I sense African American Pundits concern about where all of this will leave Black America and Black journalists, but we have to remember where we came from.  In the 1980's Blacks were rare in newsrooms and being progressively down-sized out of their professions, with no ready alternatives.  The acknowledgment  that Blacks are a big audience with significant buying power and we want content written and for us, at the big white-news papers and by entrepreneurial Black outlets, has only helped Black America, in my opinion.

Each day I get an e-mail of the Black-related stories from the Washington Post, which are now collected together at a separate entity called, "The Root," but with the backing of the Washington Post.  I honestly could never have imagined in 1970 that that could happen using white capital at a white-news paper.

And now with the entrepreneurial talents of Blacks creating organs for Black thought and community, I've never felt better as a Black consumer of Black news and opinion.  Where this will go is anyone's bet, but for the moment I see Blacks earning salaries or equity in the media and I see Black audiences better served.

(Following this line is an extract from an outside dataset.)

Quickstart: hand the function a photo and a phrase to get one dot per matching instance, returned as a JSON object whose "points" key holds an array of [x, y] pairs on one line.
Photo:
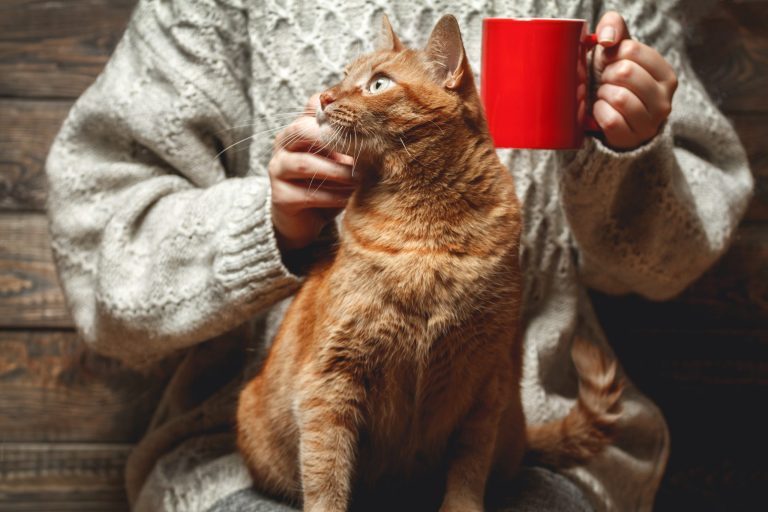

Let us also not forget that there are issues involving Black people that can never be adequately addressed in the white-news corporate media, and perhaps not even in Black online outlets with a profit motive.  Each day brings more Black bloggers who refuse to accept advertisements at their blogs, so that they can write the whole truth unencumbered by white money and white sensibilities or the fear of losing advertisers and access to capital.

This last category of bloggers--the independent self-financed bloggers with day-jobs--are serving the purpose that the Black Panther Paper once served in the Black community: telling us the raw news as it is, and making us doubt our role in America while redoubling our efforts to keep one step ahead of white America's (in)justice system.  Until whites change their attitudes radically toward Blacks, there will always be a place for independent Black bloggers because the police will never stop profiling, targeting, harassing, arresting, prosecuting and imprisoning Blacks at rates "inexplicably" higher that those of whites.

These are the bloggers who are developing and engaging in action plans to confront white-news, white-politics, and white-justice.  Whatever the range of white print on the Web, we should expect that and more of Black Internet communication, which means that we will all have a role as time progresses.